Session #119
– Paper Presentations –
Ioanni Delsante
University of Pavia
Tabassum Ahmed
University of Huddersfield
Commoning: a practice of collaborating and sharing to meet every day needs and achieve the well-being of individuals, communities and environments (Collet-Sabé & Ball, 2022)
SYNOPSIS
This call for contributions is arises from the Erasmus project the Socially Situated Architectural Pedagogies – SArPe- (www.sarpe.org) which is established at the convergence of three areas of discussion, namely situated knowledges (Haraway, 1988), critical/engaged/radical pedagogies (Freire, 1968; Hooks, 1994; Crysler, 1995; Colomina et.al. 2018), and spatial commons (De Angelis, 2003; De Cauter, 2013; Stavrides, 2016; Pelger et. al, 2017). It is also a response to and joins the broader critique towards current architectural pedagogy (Deamer et al., 2020; Dutton & Mann, 1996), dissatisfaction and issues with current studio teaching (Dutton, 1987) and opposition towards professional training that focuses on star-architecture (e.g. archistars) (Till, 2013). The prescriptive models of pedagogy continues to turn a blind-eye to the multidimensional and interconnected 21st century crises. Especially the pressing needs of the climate emergency – which we see as one rooted in and not separate from social, economic, environmental, political crisis – calls for some form of reformulation of spatial practice, teaching and training.
Some modes of architectural teaching-learning such as “live projects”, participatory approaches and responsive interdisciplinary approaches have come forward, but are still seen as experimental, fragmented and not integrated into the wider curricula. If educators and learners are to break from ‘teach to the test’ approach (Korsgaard, 2019), current practices need to be challenged and alternative pathways need to be actioned.
As such we position the term socially situated pedagogies in architecture on the notion that knowledge is collaboratively produced through dialogue between universities and non-academic institutions, by both learners and educators and is strongly shaped by the social context of the civic realm. In this regard we see the commons, rooted in the practice of collaboration and sharing (Collet-Sabé & Ball, 2022), as a framework to rethink and initiate new forms of pedagogical practices. For example, Tyson Lewis’s term exopedagogy calls for uninstitutionalised learning environments and expand education beyond the profit mentality. Others interpret the architectural studio ‘as a commons’ (Charlot et al., 2019) and ‘a key space for conflict’ (Bourassa, 2017) to reveal hierarchies and exploitations and constructs a situated pedagogy that resists enclosure (Korsgaard, 2019).While the commons can be associated to tangible and intangible resources (e.g. knowledge, or the cultural commons, digital commons), very few attempts have been made to refer the common and/or the commons to architectural pedagogy. On the other hand while so-called experimental approaches show overlaps with critical, radical and situated pedagogies, we feel that there is an element of distinctiveness and the opportunity to further investigate commons in relation to pedagogy.
CALL FOR CONTRIBUTIONS
With this premise, the session invites learners and educators but also proponents beyond academia to share theoretical propositions as well as case-studies and tentative, experimental actions that take place in and beyond architectural schools. We have identified few research questions to prompt thoughts and reflections, which may be presented in the form of academic papers as well as via other formats.

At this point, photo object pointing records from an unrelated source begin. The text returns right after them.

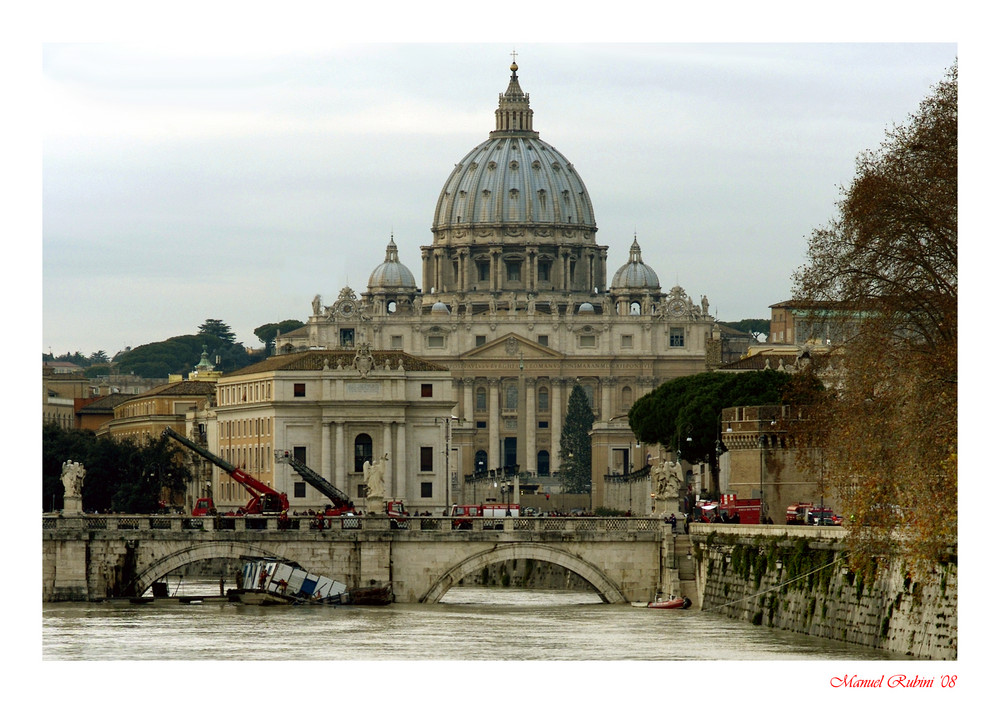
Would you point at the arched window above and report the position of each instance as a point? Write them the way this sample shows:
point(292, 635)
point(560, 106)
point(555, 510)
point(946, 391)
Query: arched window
point(543, 463)
point(543, 400)
point(481, 463)
point(510, 395)
point(626, 398)
point(362, 451)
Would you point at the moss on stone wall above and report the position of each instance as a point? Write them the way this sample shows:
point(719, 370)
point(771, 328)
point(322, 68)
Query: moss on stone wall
point(804, 585)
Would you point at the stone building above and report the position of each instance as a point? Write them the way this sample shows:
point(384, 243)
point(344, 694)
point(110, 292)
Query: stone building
point(766, 457)
point(335, 410)
point(60, 391)
point(515, 302)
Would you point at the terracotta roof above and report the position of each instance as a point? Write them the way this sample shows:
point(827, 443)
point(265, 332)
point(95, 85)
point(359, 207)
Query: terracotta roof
point(757, 361)
point(105, 403)
point(199, 388)
point(315, 360)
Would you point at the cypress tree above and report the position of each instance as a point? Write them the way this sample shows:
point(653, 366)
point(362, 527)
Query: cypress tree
point(574, 444)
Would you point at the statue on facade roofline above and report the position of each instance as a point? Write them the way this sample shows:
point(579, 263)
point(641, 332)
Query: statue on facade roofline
point(72, 478)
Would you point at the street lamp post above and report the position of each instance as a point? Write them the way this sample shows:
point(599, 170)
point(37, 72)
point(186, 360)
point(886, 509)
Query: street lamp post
point(760, 443)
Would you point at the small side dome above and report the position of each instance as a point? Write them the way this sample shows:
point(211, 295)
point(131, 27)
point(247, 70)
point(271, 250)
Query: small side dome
point(391, 273)
point(635, 274)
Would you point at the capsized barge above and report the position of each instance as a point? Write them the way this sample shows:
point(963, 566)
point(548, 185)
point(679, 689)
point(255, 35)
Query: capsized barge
point(268, 581)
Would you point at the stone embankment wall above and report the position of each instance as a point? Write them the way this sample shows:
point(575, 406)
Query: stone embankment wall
point(799, 581)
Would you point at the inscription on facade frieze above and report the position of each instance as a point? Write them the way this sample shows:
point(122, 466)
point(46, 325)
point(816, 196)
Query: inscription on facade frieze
point(362, 388)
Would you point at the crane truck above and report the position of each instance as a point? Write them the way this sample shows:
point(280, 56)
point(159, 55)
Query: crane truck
point(340, 504)
point(264, 499)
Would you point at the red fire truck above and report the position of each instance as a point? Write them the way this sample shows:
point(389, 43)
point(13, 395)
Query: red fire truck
point(729, 508)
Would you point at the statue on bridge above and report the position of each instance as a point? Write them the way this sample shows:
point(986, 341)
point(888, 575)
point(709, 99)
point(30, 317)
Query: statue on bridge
point(72, 478)
point(667, 480)
point(375, 480)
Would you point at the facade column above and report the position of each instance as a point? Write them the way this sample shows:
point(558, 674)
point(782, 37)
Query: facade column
point(607, 391)
point(390, 470)
point(426, 256)
point(530, 427)
point(340, 458)
point(401, 486)
point(494, 453)
point(468, 387)
point(326, 457)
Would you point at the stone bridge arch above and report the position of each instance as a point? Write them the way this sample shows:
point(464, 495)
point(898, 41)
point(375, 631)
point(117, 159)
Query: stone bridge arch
point(607, 589)
point(196, 552)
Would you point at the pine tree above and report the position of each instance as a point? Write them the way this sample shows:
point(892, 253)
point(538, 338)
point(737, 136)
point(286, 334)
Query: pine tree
point(574, 444)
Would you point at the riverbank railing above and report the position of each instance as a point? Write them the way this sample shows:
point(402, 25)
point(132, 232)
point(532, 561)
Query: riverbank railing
point(367, 523)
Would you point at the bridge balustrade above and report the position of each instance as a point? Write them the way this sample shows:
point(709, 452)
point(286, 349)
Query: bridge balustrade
point(374, 523)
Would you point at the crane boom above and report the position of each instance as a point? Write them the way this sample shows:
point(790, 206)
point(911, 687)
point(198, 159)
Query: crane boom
point(337, 497)
point(264, 498)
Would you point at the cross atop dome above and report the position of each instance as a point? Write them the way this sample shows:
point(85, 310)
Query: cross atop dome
point(514, 113)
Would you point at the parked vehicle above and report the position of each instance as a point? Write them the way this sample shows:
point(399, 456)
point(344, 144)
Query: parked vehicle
point(494, 510)
point(728, 508)
point(809, 514)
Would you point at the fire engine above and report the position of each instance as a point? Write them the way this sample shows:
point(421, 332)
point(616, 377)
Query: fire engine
point(728, 508)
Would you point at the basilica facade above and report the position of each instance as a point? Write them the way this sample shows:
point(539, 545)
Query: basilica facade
point(515, 303)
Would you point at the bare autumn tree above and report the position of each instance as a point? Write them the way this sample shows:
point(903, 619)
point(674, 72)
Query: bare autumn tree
point(889, 262)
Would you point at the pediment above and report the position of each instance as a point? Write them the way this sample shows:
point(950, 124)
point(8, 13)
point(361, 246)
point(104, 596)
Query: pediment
point(511, 346)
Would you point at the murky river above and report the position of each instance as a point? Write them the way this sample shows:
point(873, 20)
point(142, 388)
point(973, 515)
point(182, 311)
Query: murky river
point(471, 623)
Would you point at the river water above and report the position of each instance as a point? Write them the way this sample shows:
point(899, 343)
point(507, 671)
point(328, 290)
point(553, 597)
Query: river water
point(471, 623)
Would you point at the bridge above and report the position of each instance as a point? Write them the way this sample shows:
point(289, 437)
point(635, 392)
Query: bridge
point(93, 557)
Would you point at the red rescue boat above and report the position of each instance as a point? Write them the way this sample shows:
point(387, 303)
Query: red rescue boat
point(680, 602)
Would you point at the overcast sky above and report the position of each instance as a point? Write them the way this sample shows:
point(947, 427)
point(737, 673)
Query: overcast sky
point(191, 182)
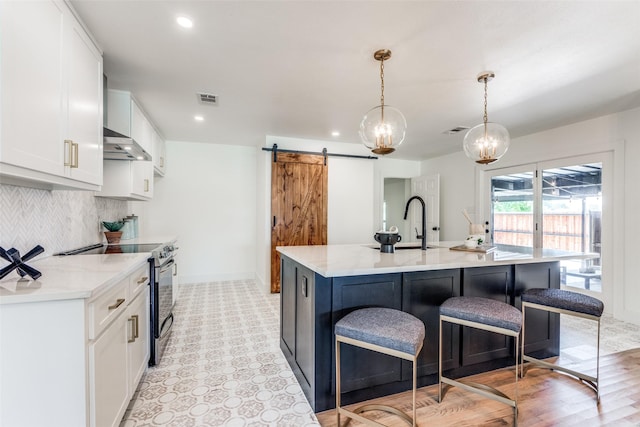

- Echoing Peggy Deamer (2021), what does it mean ‘for architectural education to function as a common and not as a factory’?
- ‘Is it possible to think about a relation, a dialogue, between commoning, the care of self and others and the planet? […] could a commoning relation be seen as an educational process, an ethical and political activity and technique of self-formation?’ (Collet-Sabé & Ball, 2022)
- To what extent ‘exploring and experimenting in our day to day practices in schools’ (Korsgaard, 2019) can function in ‘institutional’ architectural schools? And, reciprocally, what are the risks and the counter effects (taming the potential, enclosure) of abandoning the school entirely?
- Ultimately, how can we imagine a form of architectural pedagogy which is empowered by the common/the commons, beyond any instrumental relationship? What capacity do we have, as educators and learners, to be commoning architectural curricula, modules and design studios?
KEY BIBLIOGRAPHICAL REFERENCES
Bourassa, G. N. (2017). Toward an elaboration of the pedagogical common. Educational Commons in theory and practice: Global pedagogy and politics, 75-93.
Deamer, P. (2021).The Architectural Common. In M. Mahdavi & L. Wang (Eds.), New geographies: 12, Commons (pp. 271-285). Harvard University Graduate School of Design. https://go.exlibris.link/RsMwSPKZ
Deamer, P., Deeg, L., Metz, T., & Tursky, R. (2020). Design pedagogy: The new architectural studio and its consequences. Architecture_media_politics_society, 18(1)https://doi.org/10.14324/111.444.amps.2020v18i1.002
De Lissovoy, N. (2011). Pedagogy in common: Democratic education in the global era. Educational Philosophy and Theory, 43(10), 1119-1134.